Friday, January 23, 2004

from Salon's interview with Larry C. Johnson,"The CIA revolt against the White House":

Accountability is also a problem within these huge bureaucracies. Here's one quick example: The individual at CIA who was blamed for the wrong targeting information that led to the attack on the Chinese embassy in the former Yugoslav Republic several years back [NATO air strikes mistakenly hit the Chinese embassy in Belgrade on May 7, 1999], was actually the same person who raised concerns that the targeting information was wrong. But that analyst's senior managers ignored him.

...Salon: But why does the intelligence community appear increasingly to be in open revolt against the White House? If the political pressures are nothing new, why the unprecedented degree of protest?

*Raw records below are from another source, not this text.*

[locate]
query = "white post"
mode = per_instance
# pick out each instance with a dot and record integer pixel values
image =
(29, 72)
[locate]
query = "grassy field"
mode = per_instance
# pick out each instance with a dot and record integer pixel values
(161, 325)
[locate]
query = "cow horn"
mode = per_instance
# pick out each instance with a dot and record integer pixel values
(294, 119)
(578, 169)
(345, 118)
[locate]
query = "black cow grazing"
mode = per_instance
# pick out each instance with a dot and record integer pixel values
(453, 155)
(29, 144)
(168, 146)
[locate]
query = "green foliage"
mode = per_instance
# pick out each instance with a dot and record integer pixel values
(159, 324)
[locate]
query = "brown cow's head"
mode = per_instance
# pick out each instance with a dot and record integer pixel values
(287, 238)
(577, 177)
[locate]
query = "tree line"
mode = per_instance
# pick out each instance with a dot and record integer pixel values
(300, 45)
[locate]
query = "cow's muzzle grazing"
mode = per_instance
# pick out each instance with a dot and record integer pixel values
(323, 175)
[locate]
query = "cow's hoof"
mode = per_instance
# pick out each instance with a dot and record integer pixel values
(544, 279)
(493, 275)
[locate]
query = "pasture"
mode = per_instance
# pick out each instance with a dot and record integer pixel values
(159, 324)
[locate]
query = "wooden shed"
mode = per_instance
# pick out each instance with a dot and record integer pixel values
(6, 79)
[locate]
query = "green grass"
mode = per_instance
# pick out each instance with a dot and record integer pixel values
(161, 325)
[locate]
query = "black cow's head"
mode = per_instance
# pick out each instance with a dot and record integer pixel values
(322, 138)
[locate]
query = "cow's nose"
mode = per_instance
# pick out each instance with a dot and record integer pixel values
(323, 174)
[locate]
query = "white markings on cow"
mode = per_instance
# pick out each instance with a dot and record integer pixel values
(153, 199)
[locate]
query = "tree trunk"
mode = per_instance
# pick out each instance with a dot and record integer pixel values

A:Put it this way, with this White House, I see an outright pattern of bullying: Gen. Eric Shinseki, the former Army chief of staff, warned that the U.S. was going to need several hundred thousand troops in Iraq, and he's attacked for that, and basically told that he doesn't know what he's talking about -- and he's fired essentially a year before he's out of that job. When it's time for him to retire, not a single senior representative of the Department of Defense or White House leadership is there for his retirement. Then there was Thomas White, the secretary of the Army who was forced out. There was a senior CIA analyst by the name of Fulton Armstrong who was attacked, using leaks to the press, which alleged that he was disloyal and somehow under the influence of the Cuban government. There was a prosecutor [ousted from] the Department of Justice who had warned that John Walker Lindh's father had hired a lawyer and that [the DOJ] needed to consider the Miranda rights.

So what we've seen is a repeated pattern across different agencies, all with the apparent sanction of the White House, of going after anybody who's a critic, or who's seen as not being in tune with the administration's message. When people raise legitimate issues that may not be consistent with existing policy, instead of conducting a fair intellectual assessment of those issues, those people are attacked and their character is impugned.